A return to normalcy might cause a retrenchment in arm where women
serve. The United States might want to learn from other countries
with their own experience of women at arms. After World War II, the
Soviet army completely abandoned the use of women in the operating
military (they had been brought in owing to the loss of some 7
million male soldiers in combat). The Israelis at several points
during their recent history have adjusted the roles of females.
Contrary to popular mythology, it is against Israeli law for a
woman to serve in combat-and "combat" is a term interpreted far more
broadly there than it is here.
A logical first, immediate step for the U.S. military to
take is that basic training should be sexually separated, as it has
been throughout history until just the past few years. Beyond that,
each service chief should order, on his own initiative, a full and
honest review of the extent to which current sexual practices are
damaging traditional standards of command, discipline, fairness, and
cohesion. Where damage is being done, policies should be changed.

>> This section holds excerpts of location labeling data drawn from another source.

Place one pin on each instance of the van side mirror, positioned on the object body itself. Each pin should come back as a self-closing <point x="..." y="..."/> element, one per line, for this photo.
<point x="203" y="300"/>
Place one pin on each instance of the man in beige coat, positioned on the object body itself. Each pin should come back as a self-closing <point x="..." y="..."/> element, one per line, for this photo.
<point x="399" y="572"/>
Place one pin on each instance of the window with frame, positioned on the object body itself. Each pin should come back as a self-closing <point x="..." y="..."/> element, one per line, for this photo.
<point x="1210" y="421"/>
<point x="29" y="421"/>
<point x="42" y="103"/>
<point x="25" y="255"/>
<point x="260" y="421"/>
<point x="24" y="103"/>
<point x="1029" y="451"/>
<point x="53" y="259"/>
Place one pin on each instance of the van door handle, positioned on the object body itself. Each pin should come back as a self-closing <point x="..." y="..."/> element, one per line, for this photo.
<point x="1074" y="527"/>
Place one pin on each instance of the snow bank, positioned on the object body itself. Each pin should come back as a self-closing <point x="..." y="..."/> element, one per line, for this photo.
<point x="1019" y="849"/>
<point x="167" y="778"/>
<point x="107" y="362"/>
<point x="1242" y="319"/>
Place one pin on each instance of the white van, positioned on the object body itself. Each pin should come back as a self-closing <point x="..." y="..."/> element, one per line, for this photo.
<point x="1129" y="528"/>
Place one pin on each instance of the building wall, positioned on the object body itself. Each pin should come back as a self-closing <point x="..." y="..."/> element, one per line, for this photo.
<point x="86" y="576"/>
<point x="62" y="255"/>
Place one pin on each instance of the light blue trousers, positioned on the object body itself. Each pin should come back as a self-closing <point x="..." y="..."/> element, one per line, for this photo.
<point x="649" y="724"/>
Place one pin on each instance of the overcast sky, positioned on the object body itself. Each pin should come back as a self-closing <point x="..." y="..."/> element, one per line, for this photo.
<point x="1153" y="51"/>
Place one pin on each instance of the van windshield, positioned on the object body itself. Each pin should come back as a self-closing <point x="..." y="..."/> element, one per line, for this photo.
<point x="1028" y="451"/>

Where sexual mixing does work, policies should be enhanced. Such a
review should not be within the power of civilian service
secretaries or members of Congress to obstruct, since "good order
and discipline" is the ultimate responsibility of each service
chief-a responsibility that many would argue has been abandoned in
recent decades when it comes to this issue.
If these senior leaders prove too hamstrung, too
compromised, or too politicized to take such action, then the
present Congress should take steps similar to those of its
Watergate-era predecessor and begin the process of dramatic change
itself. Except that this time, the change would be for the purpose
of preserving military traditions, values, and leadership rather
than subjugating them to external political agendas.
Political and military leaders must have the courage to ask
clearly in what areas our current policies toward women in the
military are hurting, rather than helping, the task of defending the
United States. We have now endured two decades of experimentation,
and data on the experiment's results would be voluminous if they
were allowed to be examined. It has been a long time since a
military leader of virtually any rank was free to speak openly about
this without fear of retribution. And the difficulties surrounding
the good order and discipline of our armed forces will not abate
until the leaders themselves are encouraged not only to point to
areas in which the new policy is working, but to speak honestly and
straightforwardly about where they are not.